Wazuh Archives - Indices Rotation

1,394 views
Skip to first unread message

Khul Sat

unread,
Jun 16, 2023, 3:55:17 PM6/16/23
to Wazuh mailing list
Hello Team..

Indexer part of the Wazuh components is I found to be complex. At least my brain stops working when it comes to Indexers or Opensearch. Yes, it's been just 6months I am exploring Wazuh by my own with the help of this awesome community group.

(Apologies in advance if I am using different terms per my understanding)

What I want to achieve:
Create an Index Pattern which can move 60days older data to the new pattern. I found this article and followed the steps, hoping that older data will be moved to archives. But I am still confused that I did not get any option to choose that 60days rotation. I thought that `wazuh-archives-*` would be empty but it has got huge data already.

Could someone please help me? I read couple of documents but my small brain failed to absorb things.

I also read this article about creating policies but that too was difficult to understand.
As I have moved my setup to production, I fear of loosing data if do something wrong.
Please help!

Thanks, KS




Jose Camargo

unread,
Jun 16, 2023, 5:34:01 PM6/16/23
to Wazuh mailing list
Hi Khul,

Thank you for reaching out to us. We understand that managing the indexer component can be complex, especially when it comes to index patterns and data rotation.
The 'wazuh-archives-*' indices are being used to store data from /var/ossec/logs/archives/, and such data is only available if the <logall_json> option (in your manager's ossec.conf) is enabled. Having this option enabled will save every log Wazuh receives, even if it does not match any rule or decoder. So, if you see a big amount of data there, you should try disabling the logall_json option (if you don't need that data).

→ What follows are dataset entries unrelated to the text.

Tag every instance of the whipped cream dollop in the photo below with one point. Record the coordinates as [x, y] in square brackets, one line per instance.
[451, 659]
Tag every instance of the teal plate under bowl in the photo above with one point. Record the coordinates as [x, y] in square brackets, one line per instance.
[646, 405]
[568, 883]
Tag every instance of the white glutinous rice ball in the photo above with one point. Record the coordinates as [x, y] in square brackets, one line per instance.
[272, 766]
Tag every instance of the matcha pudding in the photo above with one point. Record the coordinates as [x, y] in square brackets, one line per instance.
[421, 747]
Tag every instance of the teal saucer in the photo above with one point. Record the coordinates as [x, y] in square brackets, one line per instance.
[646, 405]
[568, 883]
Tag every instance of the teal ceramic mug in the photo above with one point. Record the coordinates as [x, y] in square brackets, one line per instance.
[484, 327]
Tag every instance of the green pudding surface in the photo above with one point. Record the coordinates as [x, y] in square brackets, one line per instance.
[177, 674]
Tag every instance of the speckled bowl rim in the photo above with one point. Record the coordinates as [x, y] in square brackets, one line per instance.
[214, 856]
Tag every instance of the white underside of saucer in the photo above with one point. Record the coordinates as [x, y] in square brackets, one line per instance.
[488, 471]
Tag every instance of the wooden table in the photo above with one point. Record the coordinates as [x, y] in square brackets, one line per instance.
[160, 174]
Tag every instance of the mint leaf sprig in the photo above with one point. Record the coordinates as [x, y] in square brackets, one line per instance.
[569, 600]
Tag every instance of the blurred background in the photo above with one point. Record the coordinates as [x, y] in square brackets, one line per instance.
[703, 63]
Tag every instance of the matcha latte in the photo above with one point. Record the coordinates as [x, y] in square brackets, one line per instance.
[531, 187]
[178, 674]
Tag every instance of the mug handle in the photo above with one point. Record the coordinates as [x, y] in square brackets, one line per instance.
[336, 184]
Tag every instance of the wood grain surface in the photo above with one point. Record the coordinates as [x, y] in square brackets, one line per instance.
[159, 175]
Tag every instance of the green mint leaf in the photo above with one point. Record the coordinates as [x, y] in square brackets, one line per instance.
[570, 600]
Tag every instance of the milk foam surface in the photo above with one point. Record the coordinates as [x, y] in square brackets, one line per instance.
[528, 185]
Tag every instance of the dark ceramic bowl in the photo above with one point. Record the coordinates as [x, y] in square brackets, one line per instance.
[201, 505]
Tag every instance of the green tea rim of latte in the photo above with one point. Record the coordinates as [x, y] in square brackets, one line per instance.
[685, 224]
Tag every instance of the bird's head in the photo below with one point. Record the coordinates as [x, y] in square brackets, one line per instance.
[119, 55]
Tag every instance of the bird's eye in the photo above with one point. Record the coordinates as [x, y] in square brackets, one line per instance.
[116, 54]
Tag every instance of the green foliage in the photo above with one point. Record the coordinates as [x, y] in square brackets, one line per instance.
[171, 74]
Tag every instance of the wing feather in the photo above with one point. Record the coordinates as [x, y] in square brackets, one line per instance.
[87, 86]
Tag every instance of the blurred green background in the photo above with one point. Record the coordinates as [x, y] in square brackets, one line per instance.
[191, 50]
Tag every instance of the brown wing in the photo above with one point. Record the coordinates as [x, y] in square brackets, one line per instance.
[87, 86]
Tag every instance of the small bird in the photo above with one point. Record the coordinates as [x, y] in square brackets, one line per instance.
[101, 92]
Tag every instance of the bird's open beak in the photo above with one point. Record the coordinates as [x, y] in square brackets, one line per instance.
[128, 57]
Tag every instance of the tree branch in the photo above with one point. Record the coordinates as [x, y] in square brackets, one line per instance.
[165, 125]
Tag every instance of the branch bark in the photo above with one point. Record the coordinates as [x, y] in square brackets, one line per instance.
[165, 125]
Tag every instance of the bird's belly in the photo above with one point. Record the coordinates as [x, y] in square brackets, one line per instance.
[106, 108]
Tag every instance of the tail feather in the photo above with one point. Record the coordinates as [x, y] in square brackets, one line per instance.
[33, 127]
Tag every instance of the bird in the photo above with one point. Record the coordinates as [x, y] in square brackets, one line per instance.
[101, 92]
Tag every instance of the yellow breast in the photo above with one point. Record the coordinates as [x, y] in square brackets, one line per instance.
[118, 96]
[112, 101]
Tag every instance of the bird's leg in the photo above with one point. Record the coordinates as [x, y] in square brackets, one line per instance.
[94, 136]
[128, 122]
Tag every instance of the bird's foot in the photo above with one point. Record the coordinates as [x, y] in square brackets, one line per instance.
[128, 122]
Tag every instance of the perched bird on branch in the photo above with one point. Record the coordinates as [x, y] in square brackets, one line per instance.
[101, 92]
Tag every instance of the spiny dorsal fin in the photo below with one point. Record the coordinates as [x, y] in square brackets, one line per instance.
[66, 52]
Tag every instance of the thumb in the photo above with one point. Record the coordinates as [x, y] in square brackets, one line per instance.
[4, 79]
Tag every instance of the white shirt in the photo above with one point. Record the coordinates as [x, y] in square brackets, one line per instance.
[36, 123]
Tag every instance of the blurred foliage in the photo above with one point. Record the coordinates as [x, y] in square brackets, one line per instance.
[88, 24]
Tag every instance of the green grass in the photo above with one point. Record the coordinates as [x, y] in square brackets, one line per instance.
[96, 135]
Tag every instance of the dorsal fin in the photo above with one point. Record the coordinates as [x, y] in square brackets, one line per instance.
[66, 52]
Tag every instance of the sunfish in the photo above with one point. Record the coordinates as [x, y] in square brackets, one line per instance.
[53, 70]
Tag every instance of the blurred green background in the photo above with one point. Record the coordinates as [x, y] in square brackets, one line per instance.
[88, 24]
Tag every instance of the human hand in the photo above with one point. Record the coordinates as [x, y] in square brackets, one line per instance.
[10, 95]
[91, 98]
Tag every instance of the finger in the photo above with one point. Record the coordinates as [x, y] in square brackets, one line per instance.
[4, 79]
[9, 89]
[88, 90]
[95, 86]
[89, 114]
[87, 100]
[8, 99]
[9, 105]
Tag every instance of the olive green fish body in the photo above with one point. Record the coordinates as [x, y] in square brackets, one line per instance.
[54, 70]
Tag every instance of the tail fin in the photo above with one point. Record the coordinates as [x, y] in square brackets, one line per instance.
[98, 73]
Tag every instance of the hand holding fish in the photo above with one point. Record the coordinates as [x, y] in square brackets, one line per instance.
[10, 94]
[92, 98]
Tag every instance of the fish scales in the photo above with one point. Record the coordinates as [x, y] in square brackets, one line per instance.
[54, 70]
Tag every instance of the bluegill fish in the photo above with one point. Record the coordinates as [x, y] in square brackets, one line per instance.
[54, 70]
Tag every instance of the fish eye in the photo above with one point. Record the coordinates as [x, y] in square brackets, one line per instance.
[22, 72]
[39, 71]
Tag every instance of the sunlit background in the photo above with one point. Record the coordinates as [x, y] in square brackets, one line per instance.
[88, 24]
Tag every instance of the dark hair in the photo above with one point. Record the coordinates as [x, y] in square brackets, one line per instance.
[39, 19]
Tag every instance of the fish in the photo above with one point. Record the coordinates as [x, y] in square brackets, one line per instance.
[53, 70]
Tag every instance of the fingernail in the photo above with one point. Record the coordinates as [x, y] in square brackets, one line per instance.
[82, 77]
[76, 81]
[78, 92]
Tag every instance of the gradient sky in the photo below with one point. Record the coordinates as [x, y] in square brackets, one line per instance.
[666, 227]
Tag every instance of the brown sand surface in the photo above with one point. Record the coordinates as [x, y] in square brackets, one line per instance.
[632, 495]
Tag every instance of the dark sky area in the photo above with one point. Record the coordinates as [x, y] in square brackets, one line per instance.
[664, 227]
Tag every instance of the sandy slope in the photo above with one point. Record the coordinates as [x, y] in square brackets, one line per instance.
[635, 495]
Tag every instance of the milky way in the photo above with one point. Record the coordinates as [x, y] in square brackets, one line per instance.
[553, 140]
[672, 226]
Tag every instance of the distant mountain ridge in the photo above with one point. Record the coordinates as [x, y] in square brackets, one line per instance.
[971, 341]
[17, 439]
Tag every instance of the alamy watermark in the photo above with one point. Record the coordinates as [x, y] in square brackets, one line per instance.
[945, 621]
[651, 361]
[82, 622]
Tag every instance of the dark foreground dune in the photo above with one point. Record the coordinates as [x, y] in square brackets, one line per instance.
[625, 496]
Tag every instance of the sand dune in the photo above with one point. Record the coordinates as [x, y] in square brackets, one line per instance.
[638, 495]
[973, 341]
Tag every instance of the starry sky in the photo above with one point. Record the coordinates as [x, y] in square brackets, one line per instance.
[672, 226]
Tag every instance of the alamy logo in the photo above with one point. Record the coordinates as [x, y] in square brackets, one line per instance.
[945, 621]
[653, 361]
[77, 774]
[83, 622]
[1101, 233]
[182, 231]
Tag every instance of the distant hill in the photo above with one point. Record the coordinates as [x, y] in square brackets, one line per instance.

I'm not sure why would you want to move data from one index pattern to another, as it can cause issues depending on the templates applied. If your final goal is to save space and have a clean indexer, you can apply the recommended policy:

{
    "policy": {
        "description": "Wazuh index state management for OpenDistro to move indices into a cold state after 60 days and delete them after a year.",
        "default_state": "hot",
        "states": [
            {
                "name": "hot",
                "actions": [
                    {
                        "replica_count": {
                            "number_of_replicas": 1
                        }
                    }
                ],
                "transitions": [
                    {
                        "state_name": "cold",
                        "conditions": {
                            "min_index_age": "60d"
                        }
                    }
                ]
            },
            {
                "name": "cold",
                "actions": [
                    {
                        "read_only": {}
                    }
                ],
                "transitions": [
                    {
                        "state_name": "delete",
                        "conditions": {
                            "min_index_age": "365d"
                        }
                    }
                ]
            },
            {
                "name": "delete",
                "actions": [
                    {
                        "delete": {}
                    }
                ],
                "transitions": []
            }
        ],
       "ism_template": {
           "index_patterns": ["wazuh-alerts*"],
           "priority": 100
       }
    }
}

What this policy does is move indices older than 60 days to a "cold state", meaning the data is still there (it can be recovered), but it's not searchable; and then deletes data older than 365 days. You can modify these time periods as you prefer, but it is recommended to apply this kind of policy.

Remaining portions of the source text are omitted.